So for all intents and purposes, no more Club Nautico. No more Panama Canal YC. No more Pedro Miguel Boat Club. And no more Balboa YC — at least such as it was in its glory days. Things sure have changed in that part of the cruising world, and in our opinion, not for the better.

Greg and Debbie Dorland have been cruising the East Coast of the United States aboard their Tahoe-based Catana 52 Escapade, and have found the Northeast to be more to their liking than the Chesapeake. "Newport has been a gas!" Greg says. "We arrived just in time to see the start of the TransAtlantic Race, and can't believe the number of spectacular boats that pass by, or the number of bars on the more-than-250-year-old Bannister's Wharf. But we're now here at Martha's Vineyard, where President Obama is expected to arrive at any minute. We haven't yet received our invitation to join him and his family at their vacation compound, but it should come any time."

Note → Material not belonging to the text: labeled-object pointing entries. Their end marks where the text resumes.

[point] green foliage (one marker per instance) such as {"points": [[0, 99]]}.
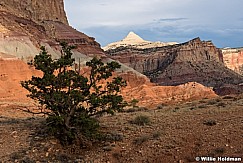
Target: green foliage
{"points": [[133, 103], [71, 100], [141, 120]]}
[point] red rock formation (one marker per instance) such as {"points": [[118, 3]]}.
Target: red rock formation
{"points": [[12, 71], [233, 59], [39, 23], [193, 61], [36, 10]]}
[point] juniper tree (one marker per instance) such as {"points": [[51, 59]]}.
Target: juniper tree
{"points": [[71, 100]]}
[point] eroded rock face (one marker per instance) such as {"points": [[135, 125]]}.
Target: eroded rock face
{"points": [[36, 10], [193, 61], [28, 24], [233, 59]]}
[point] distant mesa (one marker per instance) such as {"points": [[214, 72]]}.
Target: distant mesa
{"points": [[134, 40]]}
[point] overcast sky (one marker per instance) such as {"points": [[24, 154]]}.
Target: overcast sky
{"points": [[159, 20]]}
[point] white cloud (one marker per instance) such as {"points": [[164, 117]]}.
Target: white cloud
{"points": [[142, 15]]}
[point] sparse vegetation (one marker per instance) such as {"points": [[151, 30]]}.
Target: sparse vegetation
{"points": [[209, 122], [141, 140], [134, 103], [141, 120], [70, 100]]}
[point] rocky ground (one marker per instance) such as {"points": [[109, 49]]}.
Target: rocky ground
{"points": [[173, 133]]}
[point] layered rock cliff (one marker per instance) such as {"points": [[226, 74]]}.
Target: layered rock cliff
{"points": [[193, 61], [36, 10], [233, 59], [28, 24]]}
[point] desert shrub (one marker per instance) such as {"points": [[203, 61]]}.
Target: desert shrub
{"points": [[141, 120], [141, 140], [133, 103], [202, 106], [221, 104], [212, 102], [209, 122], [70, 100], [161, 106], [156, 134]]}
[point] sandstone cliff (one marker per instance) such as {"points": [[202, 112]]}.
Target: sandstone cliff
{"points": [[36, 10], [28, 24], [233, 59], [193, 61]]}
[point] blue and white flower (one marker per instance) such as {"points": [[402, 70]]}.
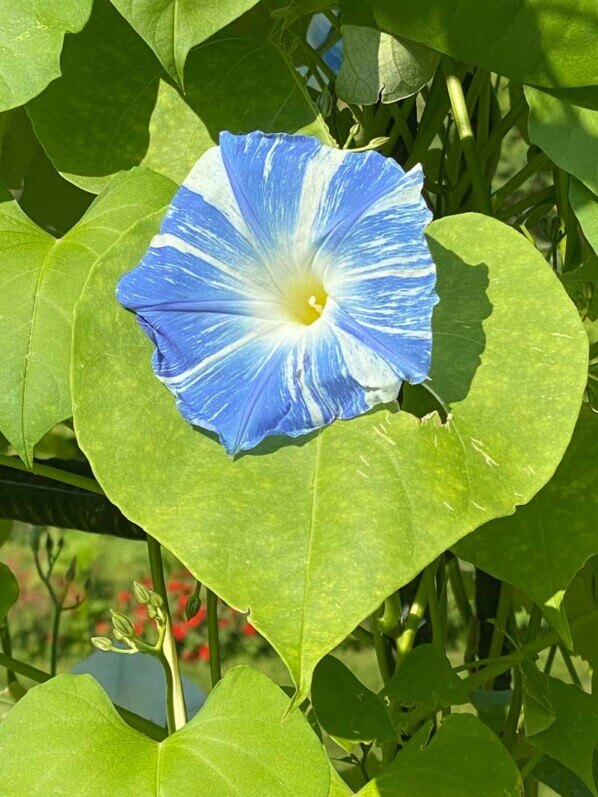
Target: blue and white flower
{"points": [[290, 285]]}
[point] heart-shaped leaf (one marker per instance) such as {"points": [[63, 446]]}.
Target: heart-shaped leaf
{"points": [[532, 41], [463, 759], [238, 744], [173, 27], [567, 133], [40, 280], [532, 549], [31, 39], [115, 124], [378, 65], [9, 590], [311, 535]]}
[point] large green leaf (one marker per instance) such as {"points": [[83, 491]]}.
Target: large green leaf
{"points": [[117, 123], [567, 133], [40, 280], [533, 549], [569, 731], [463, 759], [173, 27], [31, 37], [238, 744], [534, 41], [9, 590], [312, 535], [585, 207], [378, 65]]}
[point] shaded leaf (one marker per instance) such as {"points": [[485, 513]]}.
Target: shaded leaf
{"points": [[567, 133], [238, 743], [585, 207], [378, 65], [571, 738], [31, 39], [532, 549], [345, 708], [173, 27], [533, 41], [426, 678], [40, 280], [513, 379], [463, 759], [45, 502], [117, 123], [9, 590]]}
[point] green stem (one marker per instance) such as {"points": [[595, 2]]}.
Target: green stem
{"points": [[6, 642], [569, 665], [57, 474], [512, 722], [463, 124], [383, 655], [213, 641], [55, 634], [416, 612], [175, 700], [391, 617], [39, 676]]}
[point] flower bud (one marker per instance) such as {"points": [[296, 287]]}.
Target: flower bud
{"points": [[101, 643], [122, 625], [141, 592]]}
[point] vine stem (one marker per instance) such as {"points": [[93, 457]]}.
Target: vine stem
{"points": [[213, 642], [463, 124], [416, 612], [175, 701], [57, 474]]}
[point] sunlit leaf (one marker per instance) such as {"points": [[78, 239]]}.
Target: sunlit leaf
{"points": [[173, 27], [532, 549], [238, 743], [40, 280], [31, 37]]}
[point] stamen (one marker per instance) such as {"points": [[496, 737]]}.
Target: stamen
{"points": [[313, 302]]}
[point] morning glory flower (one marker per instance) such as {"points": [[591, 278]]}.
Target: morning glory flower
{"points": [[290, 285]]}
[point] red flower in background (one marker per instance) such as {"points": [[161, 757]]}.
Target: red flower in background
{"points": [[248, 630], [203, 652]]}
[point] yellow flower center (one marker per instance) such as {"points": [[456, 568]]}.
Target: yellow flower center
{"points": [[306, 300]]}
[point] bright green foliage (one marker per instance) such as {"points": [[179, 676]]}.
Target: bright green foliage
{"points": [[143, 120], [426, 679], [239, 744], [31, 37], [41, 279], [564, 723], [173, 27], [567, 133], [534, 41], [463, 759], [585, 206], [532, 549], [9, 590], [337, 492], [377, 64], [346, 709]]}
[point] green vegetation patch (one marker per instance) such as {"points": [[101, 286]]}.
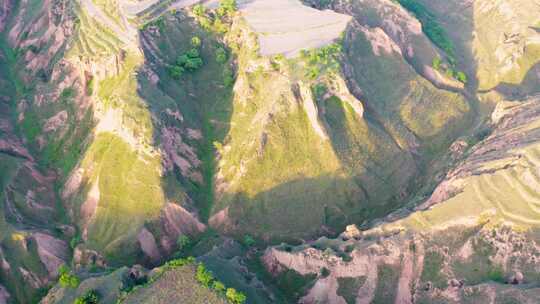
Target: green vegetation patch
{"points": [[295, 285], [183, 282], [430, 26], [127, 198]]}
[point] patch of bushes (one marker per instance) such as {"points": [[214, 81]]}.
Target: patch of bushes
{"points": [[207, 279], [226, 7], [221, 55], [449, 69], [67, 279], [90, 297], [234, 296]]}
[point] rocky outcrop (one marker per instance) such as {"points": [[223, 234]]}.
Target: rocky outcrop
{"points": [[5, 10], [465, 239], [53, 252]]}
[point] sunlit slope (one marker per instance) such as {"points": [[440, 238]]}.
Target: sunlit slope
{"points": [[477, 239]]}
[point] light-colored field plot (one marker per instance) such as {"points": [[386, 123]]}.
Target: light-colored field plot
{"points": [[287, 26]]}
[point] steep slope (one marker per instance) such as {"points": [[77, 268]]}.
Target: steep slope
{"points": [[81, 160], [176, 281], [316, 132], [479, 234], [475, 238]]}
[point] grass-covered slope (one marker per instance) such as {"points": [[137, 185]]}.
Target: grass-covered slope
{"points": [[478, 237], [494, 54], [300, 138]]}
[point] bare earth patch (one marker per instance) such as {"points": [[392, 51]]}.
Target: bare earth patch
{"points": [[287, 26]]}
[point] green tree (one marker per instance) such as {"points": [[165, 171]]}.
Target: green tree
{"points": [[226, 7], [218, 287], [199, 10], [221, 55], [183, 242], [234, 296], [204, 276], [90, 297], [176, 71], [67, 279], [196, 42], [461, 77]]}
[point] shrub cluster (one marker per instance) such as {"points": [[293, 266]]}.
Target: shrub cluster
{"points": [[67, 279], [207, 279], [449, 69], [90, 297], [322, 59]]}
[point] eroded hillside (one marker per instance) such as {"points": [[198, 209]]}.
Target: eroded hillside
{"points": [[130, 129]]}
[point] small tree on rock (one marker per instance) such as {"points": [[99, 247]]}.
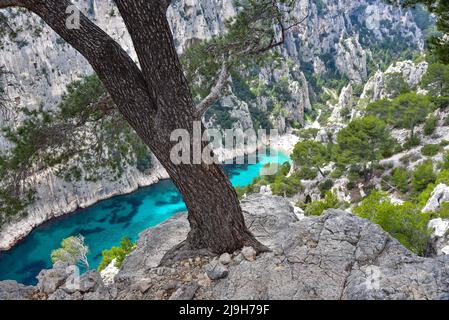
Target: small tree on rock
{"points": [[72, 251]]}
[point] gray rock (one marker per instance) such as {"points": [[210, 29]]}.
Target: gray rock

The Northeast, of course, doesn't have reliably fine weather. While at Provincetown, for example, the Dorlands rode out 30- to 35-knot winds on the hook. "It was so rough that we had to stay on the boat and watch a movie and the dog had to pee on the last transom step. In addition to periodic rain, we gave up on going to Maine because everyone said it was too cold. As much as we like the Northeast, we'd rather be back in the Caribbean and warm — which is where we're headed next."

There's sad news out of Palmerston Atoll in the Cook Islands, as American's Frank and Gail — last name unknown — lost their 42-ft sloop RiRi — type of boat and hailing port unknown — on a reef after the loop on the mooring she'd been secured to apparently failed. The locals, who were said to have just checked all the moorings, are reported to be almost as devastated as Frank and Gail. We hope to get more factual information on this unfortunate incident for the next issue of Latitude.

We're not talking about the fact that Lady Gaga just spent a couple of days surfing at Punta Mita, the same place where Kim Kardashian and her new hubby Kris Humphries famously frolicked on the beach, or where surfing legend Gerry Lopez periodically gives yoga and surfing instruction. No, we're talking about the sailing and sailing-related excitement that's brewing on Banderas Bay. For instance, the sailing portion of the 28-nation Pan American Games will be based out of the Vallarta YC at Paradise Beach Resort & Marina in Nuevo Vallarta October 10-24. You can't have games such as these without a torch, and late on the afternoon of October 7, two of the people who will be bearing the torch will be Graziano, the brilliant developer and hands-on manager of the Resort, and Harbormaster Dick Markie. Oufitted in a Pan American Games track shirt and shorts, Graziano will run with the torch from the resort's amphitheater, through the lobby of the hotel, and out to the pyramid at the entrance. The torch will then be passed on to Markie, who will take it from there to the bridge near the entrance to the oceanfront peninsula, where he will pass it along to someone else. If you're in the area, you won't want to miss it.

After passing the torch, workaholic Graziano will no doubt rush back to work, as one of his newest buildings will soon become home to both the San Javier Centro Medico Turistico, which is a branch of one of the most prestigious teaching hospitals in Mexico, and a casino. The hospital will specialize in tourist medicine — meaning things like hip and knee replacements, and various nips and tucks ­— while the 22,000-sq.-ft. casino will specialize in fun and games. Markie categorically denies rumors that some slot machines will pay off in various medical procedures, such as three cherries winning a boob job. In addition to the hospital and casino, Graziano is opening up another large housing development, digging six new wells, and building a state-of-the-art sewage treatment plant. He's also bought Markie a big dredge with a 10-inch suction pipe, all the better to keep the channel into Nuevo Vallarta deeper and clearer than ever.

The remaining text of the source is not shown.